The plot of Circumference is simple and that is one of the book’s strengths. Tommy’s father is dying and that requires Tommy (the narrator) to return to Pepperell, a small town in Massachusetts. Inevitably, this results in a confrontation with his mother who has never coped with his sexual orientation, and memories of Mike, his first, traumatic love. The plot reads like the distillation of a larger work: only the bones are left. And this works wonderfully because it allows Ward, as the author, to concentrate on emotions: the reader is freed from narrative demands and allowed to follow every nuance of conflict and heartache. Ward creates the local flavour of Pepperell well, but just enough to allow the setting to generalise. It could be any small town anywhere, a place not unlike the many towns where young gay men have struggled to find themselves and stretch out their hands, like Blake’s God, but in defiance of Old Nobodaddy, to break the circle of their mental and bodily imprisonment. There is a sense in which Circumference is a modern morality play… it speaks to the gay Everyman as he wanders the world.

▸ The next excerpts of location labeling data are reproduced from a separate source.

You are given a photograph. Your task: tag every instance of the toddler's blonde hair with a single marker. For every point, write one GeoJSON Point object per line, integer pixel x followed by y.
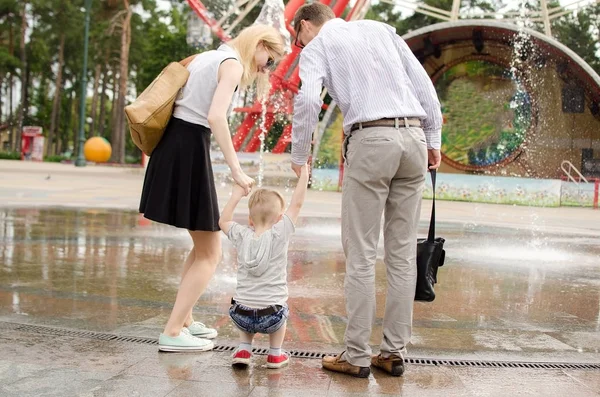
{"type": "Point", "coordinates": [265, 206]}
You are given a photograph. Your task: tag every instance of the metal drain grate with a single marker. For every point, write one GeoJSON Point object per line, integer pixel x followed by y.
{"type": "Point", "coordinates": [46, 330]}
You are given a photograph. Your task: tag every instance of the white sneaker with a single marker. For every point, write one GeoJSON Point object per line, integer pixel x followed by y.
{"type": "Point", "coordinates": [183, 342]}
{"type": "Point", "coordinates": [201, 331]}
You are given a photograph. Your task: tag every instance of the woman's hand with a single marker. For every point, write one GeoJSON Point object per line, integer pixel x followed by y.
{"type": "Point", "coordinates": [243, 180]}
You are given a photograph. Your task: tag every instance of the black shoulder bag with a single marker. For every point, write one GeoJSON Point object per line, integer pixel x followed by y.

The poems are split into two time periods, 1939-42, when Tommy is in his teens and 1959, when he has reached the age of thirty-five. This sets Ward a novelist’s problem: he must create Tommy at 35 and Tommy’s recreation of himself at fourteen to eighteen— without becoming over sentimental and childish. The child-voice must exist with the man-voice. Ward spans this problem by writing poetry that selects a variety of fitting forms. The opening two poems illustrate this transition well.

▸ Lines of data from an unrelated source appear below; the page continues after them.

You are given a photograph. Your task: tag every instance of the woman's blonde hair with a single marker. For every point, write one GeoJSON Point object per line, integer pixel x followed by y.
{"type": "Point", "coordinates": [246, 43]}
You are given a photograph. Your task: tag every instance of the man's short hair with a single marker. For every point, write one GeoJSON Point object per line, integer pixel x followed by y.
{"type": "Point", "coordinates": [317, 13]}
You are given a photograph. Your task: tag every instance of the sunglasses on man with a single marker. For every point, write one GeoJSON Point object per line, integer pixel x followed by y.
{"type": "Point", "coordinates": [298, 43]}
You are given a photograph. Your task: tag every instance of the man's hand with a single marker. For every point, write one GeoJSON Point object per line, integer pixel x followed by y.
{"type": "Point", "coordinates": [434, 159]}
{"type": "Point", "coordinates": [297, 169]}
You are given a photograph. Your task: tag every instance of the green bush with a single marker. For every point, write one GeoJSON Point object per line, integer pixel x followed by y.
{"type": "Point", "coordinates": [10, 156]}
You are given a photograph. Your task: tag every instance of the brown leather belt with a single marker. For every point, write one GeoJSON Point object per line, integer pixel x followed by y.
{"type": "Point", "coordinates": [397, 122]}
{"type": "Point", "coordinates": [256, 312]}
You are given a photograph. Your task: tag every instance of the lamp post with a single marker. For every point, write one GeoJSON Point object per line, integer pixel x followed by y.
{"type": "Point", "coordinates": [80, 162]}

       The intermittent man in my bed decides 
          tonight to talk, says Pepperell, 
       that can’t be a real place, and whatever little we had

Stark, detached, casual, Tommy is depicted precisely. Then the tightly controlled verse opens lyrically as Mike is remembered: 

      I don't sleep                        the night
                     stretches out like
      days retreat                         into twilight
                     my missing Mike
      my soul to keep                   in line of sight
                     a lengthy hike
      haunting me                         so I decide

Rhyme stratifies adult feeling, the ee in sleep/retreat/keep, the like/Mike/hike progression, the night/light/sight final rhymes, and in the midst, a childish, Christian prayer: "Now I lay me down to sleep/I pray the Lord my soul to keep.” There is sophistication, but with Tommy at 14, a simpler list, as the poem switches between experience and innocence:

      Everyone knows what a homo is 
                                                               eyes locked to similar skin...
      his only interest, destroying innocence                                                      
                                                              he swaddles himself, trying [.]

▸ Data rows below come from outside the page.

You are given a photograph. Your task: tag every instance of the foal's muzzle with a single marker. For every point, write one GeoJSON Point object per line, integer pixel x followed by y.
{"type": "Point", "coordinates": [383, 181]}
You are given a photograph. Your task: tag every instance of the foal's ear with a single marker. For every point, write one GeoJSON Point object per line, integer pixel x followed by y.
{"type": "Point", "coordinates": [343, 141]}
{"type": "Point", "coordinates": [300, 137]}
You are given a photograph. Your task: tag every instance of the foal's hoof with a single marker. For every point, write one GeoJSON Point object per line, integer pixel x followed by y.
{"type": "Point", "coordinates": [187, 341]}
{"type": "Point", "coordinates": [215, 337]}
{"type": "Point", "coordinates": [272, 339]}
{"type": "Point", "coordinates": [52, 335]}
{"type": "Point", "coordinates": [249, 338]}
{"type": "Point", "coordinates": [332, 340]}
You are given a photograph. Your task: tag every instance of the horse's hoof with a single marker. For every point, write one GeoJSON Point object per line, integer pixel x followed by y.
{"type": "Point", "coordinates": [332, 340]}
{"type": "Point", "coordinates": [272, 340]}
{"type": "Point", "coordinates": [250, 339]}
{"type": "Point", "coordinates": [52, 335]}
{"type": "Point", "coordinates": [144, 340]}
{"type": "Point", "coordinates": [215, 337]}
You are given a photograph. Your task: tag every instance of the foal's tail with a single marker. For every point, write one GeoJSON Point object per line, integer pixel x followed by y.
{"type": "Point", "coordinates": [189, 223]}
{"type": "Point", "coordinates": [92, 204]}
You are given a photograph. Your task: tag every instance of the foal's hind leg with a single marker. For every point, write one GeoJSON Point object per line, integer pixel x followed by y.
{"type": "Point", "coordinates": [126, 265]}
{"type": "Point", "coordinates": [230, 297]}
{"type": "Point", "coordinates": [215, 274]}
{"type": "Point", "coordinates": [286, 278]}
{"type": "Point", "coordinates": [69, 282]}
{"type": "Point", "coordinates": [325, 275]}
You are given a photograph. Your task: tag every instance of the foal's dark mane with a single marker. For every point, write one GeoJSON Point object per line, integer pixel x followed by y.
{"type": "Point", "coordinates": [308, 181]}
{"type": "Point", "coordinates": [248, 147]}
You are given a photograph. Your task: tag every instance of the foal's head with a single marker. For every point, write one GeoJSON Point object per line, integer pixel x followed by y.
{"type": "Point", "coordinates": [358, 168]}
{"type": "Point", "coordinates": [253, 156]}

Circumference is a slight book in length, but it is one that has taken a considerable amount of crafting and leaves an impression much deeper than its twenty-eight pages. This impact comes from the cohesion created by Ward. A sequence is a difficult object to create, too much flow and it melts away, poems only have meaning within a whole, too static and it is just a collection of loose poems without relationship. The four in-the-present poems that are titled Circumference are fluid creations whereas the in-the-past poems are discrete pieces— some, like the heartfelt “Resisting Existence”, could be stand alone poems. The result is that of a mind in full flow as it faces a crisis in the present and a mind that perceives the past in terms of key, self-contained events. Such is a true reflection on how memory develops with age. If we look back through time, to a moment of real emotion, Sterne’s sentimental absurd, points at which time’s narrative deepens around some small event, we can feel ourselves re-writing that event until we have a story that makes intimate sense. There are poems in Circumference that do this sublimely, poems such as “A School Photograph” and “Monsters in the Closet.”

                  Saturdays are spent in the dark;
                  a creature double feature, Mike’s hand
                  clasped in mine, or trailing tickles
                  down forearms. In almost darkness
                  heads can find shoulders, heartbeats
                  slow to satiated symmetry.
A childish event, going to the cinema, a treat, yet over it arcs a child’s recognition of a psychological darkness and a worrying awareness of how reality and the unreal mime one another.

In a world where size falsely matters, novels are about blockbusters and trilogies and poetry is about the volume of around seventy poems (usually stuffed with a lot of dross that detracts from the fine poems) it is good to see a small press back a piece of short, quality writing that is well worth reading and well worth buying.